Croom broke new ground the day he was hired by Mississippi State, becoming the first black head football coach in SEC history. After winning only nine games his first three years with the Bulldogs, he broke through this season with a 7-5 record and an invitation to the Liberty Bowl.
"It’s an affirmation first of all of the commitment to diversity that our university has, a commitment to building a program the right way," Croom said. "This has not been an overnight kind of deal. It’s been a gradual building process. The changes in the program at first were not seen on the outside, but we could always see them on the inside."
Moreno wasn’t seen at all last season, sitting out a redshirt year, and it wasn’t known if he’d get much playing time this year on a Georgia team that already had senior running backs Thomas Brown and Kregg Lumpkin.
But Brown and Lumpkin were both hampered by injuries, giving Moreno a chance to shine. The New Jersey native had five straight 100-yard games after taking over the starting job and became only the second freshman in Georgia history to rush for 1,000 yards in a season, following Herschel Walker.

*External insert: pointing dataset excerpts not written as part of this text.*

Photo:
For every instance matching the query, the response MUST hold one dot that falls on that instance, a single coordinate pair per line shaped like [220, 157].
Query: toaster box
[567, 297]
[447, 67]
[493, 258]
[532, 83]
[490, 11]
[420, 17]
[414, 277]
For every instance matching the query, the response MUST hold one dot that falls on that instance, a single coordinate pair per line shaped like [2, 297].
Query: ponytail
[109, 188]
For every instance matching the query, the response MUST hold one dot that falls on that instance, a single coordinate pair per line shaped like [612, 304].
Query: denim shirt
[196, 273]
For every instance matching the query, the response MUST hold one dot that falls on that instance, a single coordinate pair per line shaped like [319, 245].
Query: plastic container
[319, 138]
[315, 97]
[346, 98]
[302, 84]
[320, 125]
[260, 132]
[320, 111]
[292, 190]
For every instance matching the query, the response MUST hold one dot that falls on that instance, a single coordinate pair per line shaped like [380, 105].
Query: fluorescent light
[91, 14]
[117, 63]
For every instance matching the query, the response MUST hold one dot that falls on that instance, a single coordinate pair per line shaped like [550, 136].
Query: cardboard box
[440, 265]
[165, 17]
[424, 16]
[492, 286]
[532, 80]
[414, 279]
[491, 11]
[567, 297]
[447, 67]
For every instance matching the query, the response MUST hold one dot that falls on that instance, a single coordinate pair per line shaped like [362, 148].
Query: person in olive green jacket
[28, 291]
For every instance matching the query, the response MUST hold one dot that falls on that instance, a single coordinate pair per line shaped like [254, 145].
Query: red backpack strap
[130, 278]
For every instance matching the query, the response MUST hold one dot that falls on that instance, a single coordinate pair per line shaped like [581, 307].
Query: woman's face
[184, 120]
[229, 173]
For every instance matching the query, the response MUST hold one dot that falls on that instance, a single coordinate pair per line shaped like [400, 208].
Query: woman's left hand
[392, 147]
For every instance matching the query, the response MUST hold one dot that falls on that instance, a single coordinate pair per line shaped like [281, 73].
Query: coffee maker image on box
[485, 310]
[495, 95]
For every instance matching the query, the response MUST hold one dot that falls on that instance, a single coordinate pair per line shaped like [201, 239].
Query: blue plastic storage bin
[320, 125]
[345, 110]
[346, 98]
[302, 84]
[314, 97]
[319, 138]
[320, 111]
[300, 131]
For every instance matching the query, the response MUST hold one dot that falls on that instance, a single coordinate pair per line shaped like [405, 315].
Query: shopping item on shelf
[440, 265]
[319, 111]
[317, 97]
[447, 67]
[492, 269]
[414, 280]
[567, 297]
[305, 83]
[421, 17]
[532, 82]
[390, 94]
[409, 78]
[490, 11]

"I was just trying to help my team in any way possible," said Moreno, who ranked second in the SEC with 1,273 yards rushing. "All the credit goes to the offensive line. They did a great job."
Moreno joined Tebow, McFadden and Tamme on a first-team offense that also included receivers Kenny McKinley of South Carolina and Earl Bennett of Vanderbilt, linemen Michael Oher of Mississippi, Chris Williams of Vanderbilt, Andre Smith of Alabama, Anthony Parker of Tennessee and Robert Felton of Arkansas, center Jonathan Luigs of Arkansas, all-purpose threat Percy Harvin of Florida, and kicker Colt David of LSU.
Dorsey was joined on the first-team defense by four teammates: linebacker Ali Highsmith, cornerback Chevis Jackson, safety Craig Steltz and punter Patrick Fisher. The remaining picks were ends Greg Hardy of Ole Miss and Wallace Gilberry of Alabama, tackles Geno Atkins of Georgia and Pat Sims of Auburn, linebackers Wesley Woodyard of Kentucky, Jerod Mayo of Tennessee and Brandon Spikes of Florida, cornerback D.J. Moore of Vanderbilt, and safeties Derek Pegues of Mississippi State and Rashad Johnson of Alabama.
Bennett, Luigs, Tamme, McFadden and Dorsey were the only first-team holdovers from last year on the 75th annual team.